Service Check Parallelization

Introduction

One of the features of Nagios is its ability to execute service checks in parallel. This documentation will attempt to explain in detail what that means and how it affects services that you have defined.

How The Parallelization Works

Before I can explain how the service check parallelization works, you first have to understand a bit about how Nagios schedules events. All internal events in Nagios (i.e. log file rotations, external command checks, service checks, etc.) are placed in an event queue. Each item in the event queue has a time at which it is scheduled to be executed. Nagios does its best to ensure that all events get executed when they should, although events may fall behind schedule if Nagios is busy doing other things.

Service checks are one type of event that get scheduled in Nagios' event queue. When it comes time for a service check to be executed, Nagios will kick off another process (using a call to fork()) to go out and run the service check (i.e. a plugin of some sort). Nagios does not, however, wait for the service check to finish! Instead, Nagios will immediately go back to servicing other events that reside in the event queue...

So what happens when the service check finishes executing? Well, the process that was started by Nagios to run the service check sends a message back to Nagios containing the results of the service check. It is then up to Nagios to check for and process the results of that service check when it gets a chance.

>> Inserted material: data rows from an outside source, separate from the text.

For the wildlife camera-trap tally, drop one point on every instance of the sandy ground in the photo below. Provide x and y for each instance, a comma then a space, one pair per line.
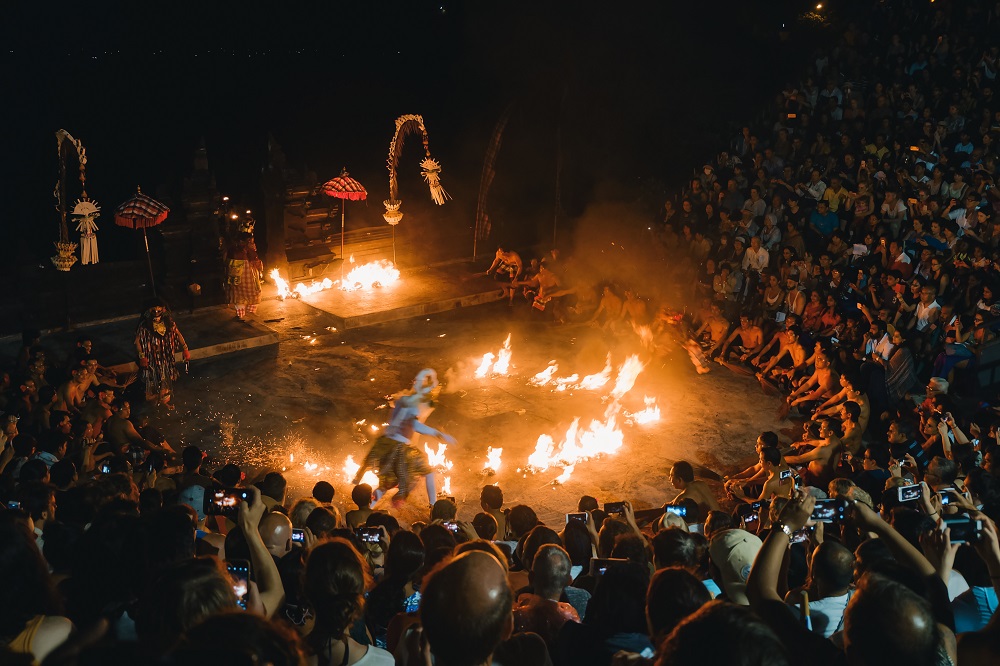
314, 403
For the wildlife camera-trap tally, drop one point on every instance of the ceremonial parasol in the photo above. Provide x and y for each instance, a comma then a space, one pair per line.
346, 188
142, 212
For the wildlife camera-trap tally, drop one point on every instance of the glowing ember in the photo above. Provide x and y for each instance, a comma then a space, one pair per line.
563, 383
492, 459
437, 458
594, 382
283, 290
650, 414
627, 374
484, 366
503, 358
545, 376
380, 273
351, 468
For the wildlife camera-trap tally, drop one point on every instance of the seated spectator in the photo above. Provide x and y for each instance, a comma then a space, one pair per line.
336, 579
541, 611
362, 496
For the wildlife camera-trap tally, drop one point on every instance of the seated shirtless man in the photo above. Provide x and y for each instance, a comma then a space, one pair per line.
819, 386
506, 267
788, 361
751, 340
819, 455
715, 326
682, 478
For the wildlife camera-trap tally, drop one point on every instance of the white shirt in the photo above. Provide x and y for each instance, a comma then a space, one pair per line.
755, 259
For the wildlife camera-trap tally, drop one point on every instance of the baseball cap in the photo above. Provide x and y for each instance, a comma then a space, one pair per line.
733, 553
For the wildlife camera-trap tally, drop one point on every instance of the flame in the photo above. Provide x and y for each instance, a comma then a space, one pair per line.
380, 273
283, 290
627, 374
484, 366
502, 364
437, 459
650, 414
597, 381
492, 459
351, 468
545, 376
503, 358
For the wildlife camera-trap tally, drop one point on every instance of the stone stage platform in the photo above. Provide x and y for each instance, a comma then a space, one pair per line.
418, 293
209, 332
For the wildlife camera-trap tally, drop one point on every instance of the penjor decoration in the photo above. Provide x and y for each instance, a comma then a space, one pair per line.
430, 169
84, 209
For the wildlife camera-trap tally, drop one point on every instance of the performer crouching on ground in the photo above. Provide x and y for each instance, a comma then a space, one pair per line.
394, 455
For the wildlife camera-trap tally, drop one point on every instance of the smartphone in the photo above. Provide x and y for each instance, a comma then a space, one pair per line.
801, 536
373, 534
226, 501
963, 529
909, 493
239, 570
599, 566
829, 510
614, 507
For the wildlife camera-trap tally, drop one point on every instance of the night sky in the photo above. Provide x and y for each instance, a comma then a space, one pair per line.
641, 91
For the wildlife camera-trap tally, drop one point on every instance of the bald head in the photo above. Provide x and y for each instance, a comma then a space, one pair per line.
551, 572
886, 622
466, 609
276, 532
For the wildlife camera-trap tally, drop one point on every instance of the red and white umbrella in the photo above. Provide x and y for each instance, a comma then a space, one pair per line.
142, 212
347, 189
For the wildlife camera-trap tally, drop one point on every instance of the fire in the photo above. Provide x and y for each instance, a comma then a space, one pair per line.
380, 273
503, 358
597, 381
351, 468
545, 376
484, 366
492, 459
502, 364
437, 458
650, 414
627, 374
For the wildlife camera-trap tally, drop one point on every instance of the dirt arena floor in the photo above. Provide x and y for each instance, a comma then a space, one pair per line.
323, 395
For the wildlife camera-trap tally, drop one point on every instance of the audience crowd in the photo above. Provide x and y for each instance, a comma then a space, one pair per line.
846, 251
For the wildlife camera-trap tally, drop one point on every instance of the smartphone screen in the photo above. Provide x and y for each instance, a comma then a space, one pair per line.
239, 570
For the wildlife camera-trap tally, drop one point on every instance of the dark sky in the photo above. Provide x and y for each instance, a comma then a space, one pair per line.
640, 90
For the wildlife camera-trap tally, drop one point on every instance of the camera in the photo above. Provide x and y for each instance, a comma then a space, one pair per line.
599, 566
829, 510
226, 501
676, 510
614, 507
373, 534
963, 529
909, 493
240, 571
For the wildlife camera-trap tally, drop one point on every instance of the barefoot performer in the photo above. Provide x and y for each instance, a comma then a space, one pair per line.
394, 454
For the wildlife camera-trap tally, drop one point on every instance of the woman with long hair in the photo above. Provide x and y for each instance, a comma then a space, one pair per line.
335, 582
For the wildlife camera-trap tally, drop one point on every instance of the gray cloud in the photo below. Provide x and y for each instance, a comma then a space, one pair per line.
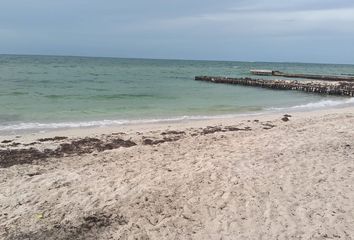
294, 30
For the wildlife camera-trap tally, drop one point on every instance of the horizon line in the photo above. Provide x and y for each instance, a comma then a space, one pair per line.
170, 59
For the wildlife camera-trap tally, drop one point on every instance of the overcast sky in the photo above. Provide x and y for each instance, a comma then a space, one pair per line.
245, 30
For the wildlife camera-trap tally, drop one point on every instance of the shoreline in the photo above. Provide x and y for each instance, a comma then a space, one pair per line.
168, 123
198, 180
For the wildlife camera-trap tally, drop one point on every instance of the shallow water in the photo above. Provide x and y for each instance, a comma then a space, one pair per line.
40, 92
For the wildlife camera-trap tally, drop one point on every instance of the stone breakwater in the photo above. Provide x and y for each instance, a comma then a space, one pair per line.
331, 88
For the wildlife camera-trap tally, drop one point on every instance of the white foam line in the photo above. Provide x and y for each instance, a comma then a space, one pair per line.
318, 105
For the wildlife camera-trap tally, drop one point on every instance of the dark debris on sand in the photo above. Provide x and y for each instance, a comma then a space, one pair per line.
87, 227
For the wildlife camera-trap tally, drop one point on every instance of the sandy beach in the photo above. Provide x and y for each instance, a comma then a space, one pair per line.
257, 177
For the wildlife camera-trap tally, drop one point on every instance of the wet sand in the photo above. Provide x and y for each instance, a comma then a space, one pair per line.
259, 177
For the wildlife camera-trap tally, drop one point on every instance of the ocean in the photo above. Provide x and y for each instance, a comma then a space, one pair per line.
39, 93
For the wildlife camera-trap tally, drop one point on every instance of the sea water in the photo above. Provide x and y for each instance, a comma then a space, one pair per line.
46, 92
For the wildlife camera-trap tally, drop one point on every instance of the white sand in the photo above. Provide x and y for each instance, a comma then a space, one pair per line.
292, 181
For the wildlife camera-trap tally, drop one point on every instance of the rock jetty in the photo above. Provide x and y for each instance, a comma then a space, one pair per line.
302, 75
339, 88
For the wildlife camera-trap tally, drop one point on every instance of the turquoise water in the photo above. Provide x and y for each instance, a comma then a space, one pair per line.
48, 91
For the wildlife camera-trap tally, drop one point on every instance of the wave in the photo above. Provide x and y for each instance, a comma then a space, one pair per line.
103, 123
318, 105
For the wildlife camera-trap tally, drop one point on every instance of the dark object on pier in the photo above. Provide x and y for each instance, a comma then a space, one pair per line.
300, 75
330, 88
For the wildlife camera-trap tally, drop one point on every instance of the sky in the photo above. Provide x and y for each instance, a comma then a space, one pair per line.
244, 30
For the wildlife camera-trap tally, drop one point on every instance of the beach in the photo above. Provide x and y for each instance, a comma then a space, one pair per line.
272, 176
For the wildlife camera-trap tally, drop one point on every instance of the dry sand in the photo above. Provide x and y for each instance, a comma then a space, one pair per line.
236, 179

In order for Nagios to actually do any monitoring, it must process the results of service checks that have finished executing. This is done via a service check "reaper" process. Service "reapers" are another type of event that get scheduled in Nagios' event queue. The frequency of these "reaper" events is determined by the service_reaper_frequency option in the main configuration file. When a "reaper" event is executed, it will check for any messages that contain the result of service checks that have finished executing. These service check results are then handled by the core service monitoring logic. From there Nagios determines whether or not hosts should be checked, notifications should be sent out, etc. When the service check results have been processed, Nagios will reschedule the next check of the service and place it in the event queue for later execution. That completes the service check/monitoring cycle!

For those of you who really want to know, but haven't looked at the code, Nagios uses message queues to handle communication between Nagios and the process that actually runs the service check...

Potential Gotchas...

You should realize that there are potential drawbacks to having service checks parallelized. Since more than one service check may be running at the same time, they have may interfere with one another. You'll have to evaluate what types of service checks you're running and take appropriate steps to guard against any unfriendly outcomes. This is particularly important if you have more than one service check that accesses any hardware (like a modem). Also, if two or more service checks connect to daemon on a remote host to check some information, make sure that daemon can handle multiple simultaneous connections.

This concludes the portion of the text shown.